CFLAGS="-march=core2 -O2 -pipe"

CXXFLAGS="${CFLAGS}"

# WARNING: Changing your CHOST is not something that should be done lightly.

# Please consult http://www.gentoo.org/doc/en/change-chost.xml before changing.

CHOST="x86_64-pc-linux-gnu"

# These are the USE flags that were used in addition to what is provided by the

# profile used for building.

MAKEOPTS="-j5"

FEATURES="userfetch parallel-install buildpkg"

PORTAGE_NICENESS="19"

PORTAGE_TMPDIR="/tmp"

INPUT_DEVICES="evdev keyboard mouse joystick"

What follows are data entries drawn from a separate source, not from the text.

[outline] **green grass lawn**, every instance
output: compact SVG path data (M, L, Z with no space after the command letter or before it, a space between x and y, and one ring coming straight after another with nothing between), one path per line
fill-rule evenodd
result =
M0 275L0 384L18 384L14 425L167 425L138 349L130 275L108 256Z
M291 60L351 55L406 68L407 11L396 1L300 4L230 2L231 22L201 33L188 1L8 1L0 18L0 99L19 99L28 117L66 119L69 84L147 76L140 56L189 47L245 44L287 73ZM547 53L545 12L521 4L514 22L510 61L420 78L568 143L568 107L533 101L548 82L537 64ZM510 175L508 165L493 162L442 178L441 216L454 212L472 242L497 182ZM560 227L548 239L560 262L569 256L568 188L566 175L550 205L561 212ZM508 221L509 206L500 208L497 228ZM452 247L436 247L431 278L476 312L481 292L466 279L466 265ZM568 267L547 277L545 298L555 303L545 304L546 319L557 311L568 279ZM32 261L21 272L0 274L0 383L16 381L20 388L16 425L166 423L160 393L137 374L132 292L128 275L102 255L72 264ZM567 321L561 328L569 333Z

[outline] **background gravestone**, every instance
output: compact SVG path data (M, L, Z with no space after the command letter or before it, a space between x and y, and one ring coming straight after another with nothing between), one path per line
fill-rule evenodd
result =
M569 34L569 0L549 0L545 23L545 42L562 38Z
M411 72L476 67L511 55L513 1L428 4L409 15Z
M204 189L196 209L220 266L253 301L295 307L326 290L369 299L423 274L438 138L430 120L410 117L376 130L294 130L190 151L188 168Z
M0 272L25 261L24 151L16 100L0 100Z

EMERGE_DEFAULT_OPTS="-j9 --load-average=25.85"

LINGUAS="it en"

VIDEO_CARDS="nvidia"

ALSA_CARDS="hda-intel alsa"

GRUB_PLATFORMS="pc"

USE="qt4 nsplugin ffmpeg dvd tiff png svg pdf bindist mmx sse sse2 ssse3 icu nls unicode alsa truetype opengl vdpau xa xvmc minizip qt3support branding bash-completion qt4 gtk3 bluetooth"

PORTDIR="/usr/portage"

DISTDIR="${PORTDIR}/distfiles"

PKGDIR="${PORTDIR}/packages"

GENTOO_MIRRORS="ftp://ftp.swin.edu.au/gentoo ftp://mirror.iawnet.sandia.gov/pub/gentoo/ http://mirror.bytemark.co.uk/gentoo/"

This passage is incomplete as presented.